Damit wandte sich Steinmeier auch an jene Menschen, die den Holocaust "verdrängen, verharmlosen oder vergessen" wollen. Damit werde das Fundament erschüttert, auf dem die Demokratie gewachsen sei. Umgekehrt gelte: "Wer heute die Demokratie lächerlich macht, verachtet, angreift, der ebnet eben auch den Weg zu Hass, Gewalt und Menschenfeindlichkeit." Er fügte an: "Nehmt die Feinde der Demokratie ernst."
Der Bundestag gedenkt jährlich der NS-Opfer. Diesmal steht die Gedenkstunde im Zeichen des 80. Jahrestages der Befreiung des NS-Vernichtungslagers Auschwitz-Birkenau. Steinmeier sagte dazu, es gebe immer weniger Überlebende der Shoah, die von ihren Erfahrungen berichten könnten. "Wir werden besonders für die jungen Menschen neue Formen des Erinnerns finden müssen", sagte er. Es sei eine "Aufgabe unserer Generation, überall in Europa gegen das Vergessen zu arbeiten".
Das gelte vor allem vor dem Hintergrund wachsender Judenfeindlichkeit in Deutschland. "Wenn Antisemitismus Alltag wird in unserem Land, auf unseren Straßen und Plätzen, in Schulen und Hochschulen, das dürfen wir in unserem Land mit unserer Geschichte niemals zulassen", warnte. Er empfinde es als "Schande", wenn Gedenkstätten statt für die Bildungsarbeit jährlich einen immer höheren Anteil ihres Etats für Sicherheitsmaßnahmen aufwenden müssten.

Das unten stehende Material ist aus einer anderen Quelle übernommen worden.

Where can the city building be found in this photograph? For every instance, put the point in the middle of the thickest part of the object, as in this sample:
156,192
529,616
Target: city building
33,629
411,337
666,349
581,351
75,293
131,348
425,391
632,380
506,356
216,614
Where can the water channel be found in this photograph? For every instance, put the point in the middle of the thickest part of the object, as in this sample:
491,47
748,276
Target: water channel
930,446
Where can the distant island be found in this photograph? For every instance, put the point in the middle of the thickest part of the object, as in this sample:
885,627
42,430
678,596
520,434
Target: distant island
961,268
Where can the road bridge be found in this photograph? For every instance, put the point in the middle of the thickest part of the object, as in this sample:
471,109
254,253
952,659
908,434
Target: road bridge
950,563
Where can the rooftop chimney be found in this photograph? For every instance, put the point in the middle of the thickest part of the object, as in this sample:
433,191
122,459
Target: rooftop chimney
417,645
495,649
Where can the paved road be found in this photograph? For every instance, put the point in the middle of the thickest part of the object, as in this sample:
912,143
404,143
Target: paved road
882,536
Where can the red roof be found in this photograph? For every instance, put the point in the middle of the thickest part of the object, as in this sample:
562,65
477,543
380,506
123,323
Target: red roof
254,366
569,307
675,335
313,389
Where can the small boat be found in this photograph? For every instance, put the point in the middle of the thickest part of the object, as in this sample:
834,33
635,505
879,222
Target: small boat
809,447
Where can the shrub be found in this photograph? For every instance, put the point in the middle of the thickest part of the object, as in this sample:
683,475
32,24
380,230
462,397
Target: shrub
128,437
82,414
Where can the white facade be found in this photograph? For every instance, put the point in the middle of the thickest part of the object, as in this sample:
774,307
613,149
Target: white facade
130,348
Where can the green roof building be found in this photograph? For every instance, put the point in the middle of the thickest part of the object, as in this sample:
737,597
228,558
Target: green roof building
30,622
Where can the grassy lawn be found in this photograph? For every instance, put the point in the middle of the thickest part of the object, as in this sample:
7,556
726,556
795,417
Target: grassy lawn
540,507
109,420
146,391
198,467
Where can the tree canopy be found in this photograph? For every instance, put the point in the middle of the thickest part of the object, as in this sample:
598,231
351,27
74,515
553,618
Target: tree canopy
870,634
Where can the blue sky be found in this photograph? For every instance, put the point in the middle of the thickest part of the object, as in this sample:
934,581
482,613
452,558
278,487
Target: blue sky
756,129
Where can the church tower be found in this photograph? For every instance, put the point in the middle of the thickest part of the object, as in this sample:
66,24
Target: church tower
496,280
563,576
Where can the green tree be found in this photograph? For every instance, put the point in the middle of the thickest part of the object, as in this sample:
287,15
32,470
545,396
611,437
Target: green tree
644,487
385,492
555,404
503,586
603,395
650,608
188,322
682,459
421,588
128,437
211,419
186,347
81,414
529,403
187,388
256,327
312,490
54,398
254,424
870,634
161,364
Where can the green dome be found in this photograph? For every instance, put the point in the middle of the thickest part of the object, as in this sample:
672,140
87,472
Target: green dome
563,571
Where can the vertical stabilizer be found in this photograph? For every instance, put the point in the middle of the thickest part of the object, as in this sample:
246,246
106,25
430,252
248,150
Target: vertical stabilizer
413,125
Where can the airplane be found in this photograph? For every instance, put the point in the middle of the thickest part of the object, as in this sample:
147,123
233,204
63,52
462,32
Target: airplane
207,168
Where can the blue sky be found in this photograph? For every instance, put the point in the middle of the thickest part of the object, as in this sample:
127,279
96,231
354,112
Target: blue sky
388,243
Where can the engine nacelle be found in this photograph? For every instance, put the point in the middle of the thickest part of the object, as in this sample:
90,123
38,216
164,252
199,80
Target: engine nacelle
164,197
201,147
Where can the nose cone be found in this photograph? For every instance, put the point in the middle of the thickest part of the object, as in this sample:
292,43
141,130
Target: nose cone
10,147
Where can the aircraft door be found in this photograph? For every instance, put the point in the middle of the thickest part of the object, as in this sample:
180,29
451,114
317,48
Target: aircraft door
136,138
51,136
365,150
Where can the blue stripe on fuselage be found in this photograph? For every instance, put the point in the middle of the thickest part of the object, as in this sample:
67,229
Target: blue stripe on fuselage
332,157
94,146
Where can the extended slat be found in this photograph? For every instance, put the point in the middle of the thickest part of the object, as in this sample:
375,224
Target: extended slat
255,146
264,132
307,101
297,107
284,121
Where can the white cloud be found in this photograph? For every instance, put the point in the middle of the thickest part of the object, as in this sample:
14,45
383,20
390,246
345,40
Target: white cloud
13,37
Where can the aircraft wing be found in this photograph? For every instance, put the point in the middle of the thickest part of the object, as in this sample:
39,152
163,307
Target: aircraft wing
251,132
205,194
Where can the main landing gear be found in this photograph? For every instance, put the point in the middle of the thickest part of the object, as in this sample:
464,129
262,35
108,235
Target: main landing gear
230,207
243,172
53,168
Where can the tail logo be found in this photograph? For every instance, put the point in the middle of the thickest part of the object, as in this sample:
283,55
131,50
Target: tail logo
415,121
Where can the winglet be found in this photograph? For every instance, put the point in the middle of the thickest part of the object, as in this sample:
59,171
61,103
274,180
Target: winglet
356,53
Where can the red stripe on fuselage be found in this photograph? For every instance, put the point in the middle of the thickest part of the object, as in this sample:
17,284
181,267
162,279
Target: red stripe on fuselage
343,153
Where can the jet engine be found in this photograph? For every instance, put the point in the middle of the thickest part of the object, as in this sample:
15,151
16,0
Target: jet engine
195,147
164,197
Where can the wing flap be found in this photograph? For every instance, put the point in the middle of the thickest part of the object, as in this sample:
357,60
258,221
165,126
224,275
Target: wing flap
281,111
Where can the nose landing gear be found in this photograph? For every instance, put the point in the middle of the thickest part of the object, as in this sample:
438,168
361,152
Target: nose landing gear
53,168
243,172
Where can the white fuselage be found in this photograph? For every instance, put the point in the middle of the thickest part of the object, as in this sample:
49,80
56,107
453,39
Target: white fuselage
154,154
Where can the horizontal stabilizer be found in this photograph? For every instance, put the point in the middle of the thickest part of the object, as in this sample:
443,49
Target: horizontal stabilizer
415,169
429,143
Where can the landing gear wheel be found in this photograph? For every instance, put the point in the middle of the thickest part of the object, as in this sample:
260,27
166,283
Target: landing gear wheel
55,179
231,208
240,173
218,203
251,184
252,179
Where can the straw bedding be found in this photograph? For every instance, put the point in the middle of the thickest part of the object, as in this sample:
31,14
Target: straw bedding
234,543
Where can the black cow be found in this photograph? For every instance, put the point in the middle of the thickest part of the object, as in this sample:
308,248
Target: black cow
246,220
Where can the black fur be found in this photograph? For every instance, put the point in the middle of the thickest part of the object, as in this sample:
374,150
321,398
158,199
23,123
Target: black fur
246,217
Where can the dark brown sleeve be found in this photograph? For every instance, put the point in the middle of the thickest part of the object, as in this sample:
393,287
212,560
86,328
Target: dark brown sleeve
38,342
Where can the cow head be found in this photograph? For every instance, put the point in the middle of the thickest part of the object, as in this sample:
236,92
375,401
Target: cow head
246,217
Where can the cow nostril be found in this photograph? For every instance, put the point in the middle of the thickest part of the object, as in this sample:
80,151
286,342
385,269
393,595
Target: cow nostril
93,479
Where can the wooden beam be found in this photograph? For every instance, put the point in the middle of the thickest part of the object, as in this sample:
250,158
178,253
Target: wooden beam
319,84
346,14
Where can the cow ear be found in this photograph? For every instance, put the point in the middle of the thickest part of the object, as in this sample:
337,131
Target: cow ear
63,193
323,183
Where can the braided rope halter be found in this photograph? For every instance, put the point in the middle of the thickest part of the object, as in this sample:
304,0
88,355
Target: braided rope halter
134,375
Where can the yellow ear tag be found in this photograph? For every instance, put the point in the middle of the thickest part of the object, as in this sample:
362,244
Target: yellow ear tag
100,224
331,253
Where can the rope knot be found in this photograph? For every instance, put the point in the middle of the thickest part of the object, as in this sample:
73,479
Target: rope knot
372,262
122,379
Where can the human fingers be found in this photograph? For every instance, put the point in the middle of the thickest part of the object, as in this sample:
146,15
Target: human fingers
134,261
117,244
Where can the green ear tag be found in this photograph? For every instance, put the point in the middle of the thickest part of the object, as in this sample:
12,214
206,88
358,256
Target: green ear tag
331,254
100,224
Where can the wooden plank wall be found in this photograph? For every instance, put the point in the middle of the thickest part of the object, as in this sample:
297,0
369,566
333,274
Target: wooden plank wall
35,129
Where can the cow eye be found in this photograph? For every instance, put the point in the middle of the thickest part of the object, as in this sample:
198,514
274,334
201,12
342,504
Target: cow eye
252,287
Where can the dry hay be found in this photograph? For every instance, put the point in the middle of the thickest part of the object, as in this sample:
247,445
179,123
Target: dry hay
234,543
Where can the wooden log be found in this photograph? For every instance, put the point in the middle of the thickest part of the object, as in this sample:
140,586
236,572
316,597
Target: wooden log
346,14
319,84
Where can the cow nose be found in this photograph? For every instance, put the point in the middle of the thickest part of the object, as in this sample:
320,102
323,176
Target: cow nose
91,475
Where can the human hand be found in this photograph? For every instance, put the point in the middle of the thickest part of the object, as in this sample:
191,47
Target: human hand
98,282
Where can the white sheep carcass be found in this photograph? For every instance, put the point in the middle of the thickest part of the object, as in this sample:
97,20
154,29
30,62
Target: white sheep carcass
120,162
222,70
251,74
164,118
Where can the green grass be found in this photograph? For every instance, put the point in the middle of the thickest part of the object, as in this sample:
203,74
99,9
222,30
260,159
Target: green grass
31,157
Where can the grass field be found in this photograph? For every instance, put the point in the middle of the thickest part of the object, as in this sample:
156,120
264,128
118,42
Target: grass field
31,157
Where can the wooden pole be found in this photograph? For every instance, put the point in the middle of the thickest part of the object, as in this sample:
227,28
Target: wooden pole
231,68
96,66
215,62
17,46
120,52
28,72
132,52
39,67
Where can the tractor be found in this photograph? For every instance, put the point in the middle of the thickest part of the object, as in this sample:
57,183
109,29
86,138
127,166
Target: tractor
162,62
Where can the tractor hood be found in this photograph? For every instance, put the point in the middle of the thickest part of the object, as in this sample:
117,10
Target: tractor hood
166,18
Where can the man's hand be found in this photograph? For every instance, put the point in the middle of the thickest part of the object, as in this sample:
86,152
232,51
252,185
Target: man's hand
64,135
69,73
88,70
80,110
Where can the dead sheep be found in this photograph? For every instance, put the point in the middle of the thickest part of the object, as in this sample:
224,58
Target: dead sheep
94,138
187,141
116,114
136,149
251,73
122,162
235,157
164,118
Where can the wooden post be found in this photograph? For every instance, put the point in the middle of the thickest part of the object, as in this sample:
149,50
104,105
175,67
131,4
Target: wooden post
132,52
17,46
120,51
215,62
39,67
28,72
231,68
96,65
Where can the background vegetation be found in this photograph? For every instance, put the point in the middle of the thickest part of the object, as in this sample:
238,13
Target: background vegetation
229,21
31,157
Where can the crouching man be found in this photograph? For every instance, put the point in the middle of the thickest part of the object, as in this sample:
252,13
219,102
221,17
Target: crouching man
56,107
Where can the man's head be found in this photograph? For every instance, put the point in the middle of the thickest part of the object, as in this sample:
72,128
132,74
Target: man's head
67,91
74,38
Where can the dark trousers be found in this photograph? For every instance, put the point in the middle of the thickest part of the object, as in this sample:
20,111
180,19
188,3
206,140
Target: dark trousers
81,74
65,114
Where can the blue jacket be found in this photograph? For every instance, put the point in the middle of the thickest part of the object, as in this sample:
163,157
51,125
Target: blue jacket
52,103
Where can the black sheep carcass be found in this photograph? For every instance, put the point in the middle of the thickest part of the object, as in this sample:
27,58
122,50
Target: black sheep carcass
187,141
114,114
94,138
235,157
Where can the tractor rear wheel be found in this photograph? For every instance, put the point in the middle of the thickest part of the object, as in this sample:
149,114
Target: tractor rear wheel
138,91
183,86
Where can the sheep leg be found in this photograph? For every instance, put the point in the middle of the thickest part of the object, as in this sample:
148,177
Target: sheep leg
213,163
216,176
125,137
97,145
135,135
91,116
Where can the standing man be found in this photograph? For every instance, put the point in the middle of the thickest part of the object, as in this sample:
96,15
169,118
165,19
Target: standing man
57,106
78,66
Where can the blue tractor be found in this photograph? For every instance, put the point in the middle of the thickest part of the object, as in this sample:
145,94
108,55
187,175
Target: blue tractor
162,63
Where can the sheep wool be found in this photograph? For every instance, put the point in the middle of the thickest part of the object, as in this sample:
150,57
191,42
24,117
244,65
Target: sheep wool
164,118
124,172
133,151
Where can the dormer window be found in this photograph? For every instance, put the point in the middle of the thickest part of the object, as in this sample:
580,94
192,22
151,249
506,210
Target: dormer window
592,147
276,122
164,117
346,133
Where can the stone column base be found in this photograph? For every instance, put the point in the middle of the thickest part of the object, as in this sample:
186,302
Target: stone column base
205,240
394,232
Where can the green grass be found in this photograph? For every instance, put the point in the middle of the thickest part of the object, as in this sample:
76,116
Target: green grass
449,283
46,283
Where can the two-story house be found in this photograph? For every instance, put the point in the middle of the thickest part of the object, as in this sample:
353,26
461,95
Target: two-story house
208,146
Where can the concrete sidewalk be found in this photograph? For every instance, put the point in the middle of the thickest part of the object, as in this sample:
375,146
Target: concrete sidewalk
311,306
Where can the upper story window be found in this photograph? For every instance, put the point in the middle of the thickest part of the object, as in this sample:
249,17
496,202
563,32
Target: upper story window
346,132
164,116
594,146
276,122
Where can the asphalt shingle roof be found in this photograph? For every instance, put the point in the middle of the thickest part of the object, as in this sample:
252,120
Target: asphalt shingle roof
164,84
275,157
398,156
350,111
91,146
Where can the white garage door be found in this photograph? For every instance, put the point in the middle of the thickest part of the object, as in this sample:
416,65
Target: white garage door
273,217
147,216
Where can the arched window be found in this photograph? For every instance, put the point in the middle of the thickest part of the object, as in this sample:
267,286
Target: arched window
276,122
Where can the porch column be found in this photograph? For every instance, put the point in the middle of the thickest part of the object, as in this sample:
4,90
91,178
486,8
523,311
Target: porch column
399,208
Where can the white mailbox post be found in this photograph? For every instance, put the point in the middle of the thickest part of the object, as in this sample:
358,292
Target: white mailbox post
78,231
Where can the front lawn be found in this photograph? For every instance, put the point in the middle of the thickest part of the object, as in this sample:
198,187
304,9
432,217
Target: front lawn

Bei der Gedenkstunde kam auch der ukrainische Shoah-Überlebende Roman Schwarzman zu Wort. Es sei ihm eine "Ehre", dass er aus seiner angegriffenen Stadt Odessa gekommen sei, sagte Steinmeier. "Mein Land steht an Ihrer Seite", sagte er und bezog sich abgesehen von der Erinnerungsarbeit auch auf den russischen Angriffskrieg gegen die Ukraine.